Wednesday, March 31, 2010

Deficit Impact of the President's Budget

I was watching Obama on the Today show and they were talking about the Budget.  I came across a CBO analysis and had the following questions.
 
Deficit Impact of the President's Budget
1 - What is the methodology that the CBO uses vs. OMB?  Because it widely differs.
2 - If the President’s proposals were enacted, the federal government would record deficits of $1.5 trillion in 2010 and $1.3 trillion in 2011. Those deficits would amount to 10.3 percent and 8.9 percent of gross domestic product (GDP), respectively. By comparison, the deficit in 2009 totaled 9.9 percent of GDP.
3 - (and this is what scares me the most) Under the President’s budget, debt held by the public would grow from $7.5 trillion (53 percent of GDP) at the end of 2009 to $20.3 trillion (90 percent of GDP) at the end of 2020, about $5 trillion more than under the assumptions in the baseline. Net interest would more than quadruple between 2010 and 2020 in nominal dollars (without an adjustment for inflation); it would swell from 1.4 percent of GDP in 2010 to 4.1 percent in 2020.

Leland's Response
CBO must follow rules and only use existing law. OMB can estimate based on expected changes and add in estimated gains from things like HCR. There is upside and downside to both, b/c CBO can't include AMT changes that happen every year. The AMT consideration that CBO gives  makes the picture better than it is. Other tech assumptions about growth rates and employment vary, but several basis points can be billions of dollars due to compounding.

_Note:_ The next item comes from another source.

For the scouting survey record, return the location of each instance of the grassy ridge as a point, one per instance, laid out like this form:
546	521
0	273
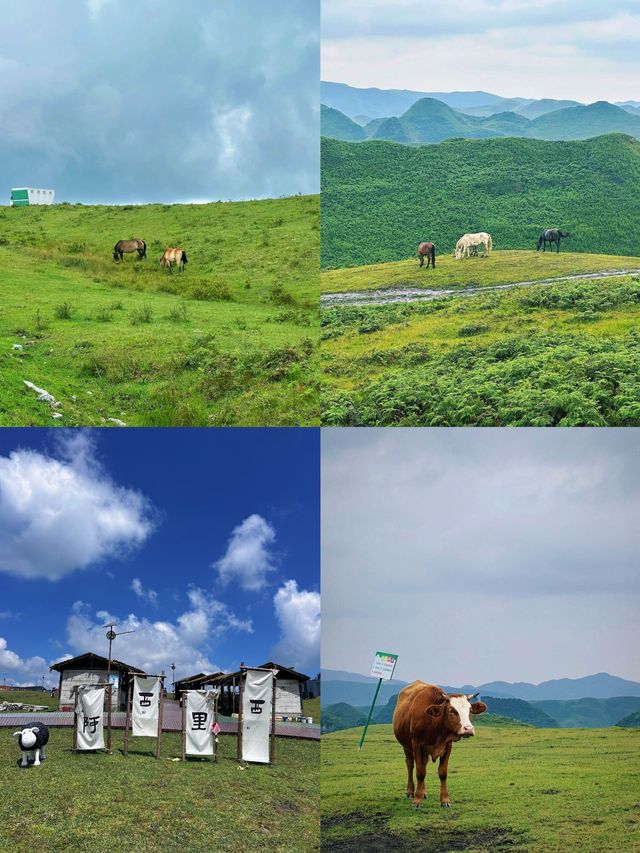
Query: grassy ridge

The last items on amy's list are the reasons Obama wanted a fiscal commission. Even if you eliminate all non-defense discretionary funding from the budget (not freeze--ELIMINATE), we still have a  deficit. Abysmal. Experts also maintain that a deficit around 3% of GDP is sustainable. I don't buy that, esp when soc sec comes calling. I want a surplus until our debt outstanding stabilizes at $2 or $3 T.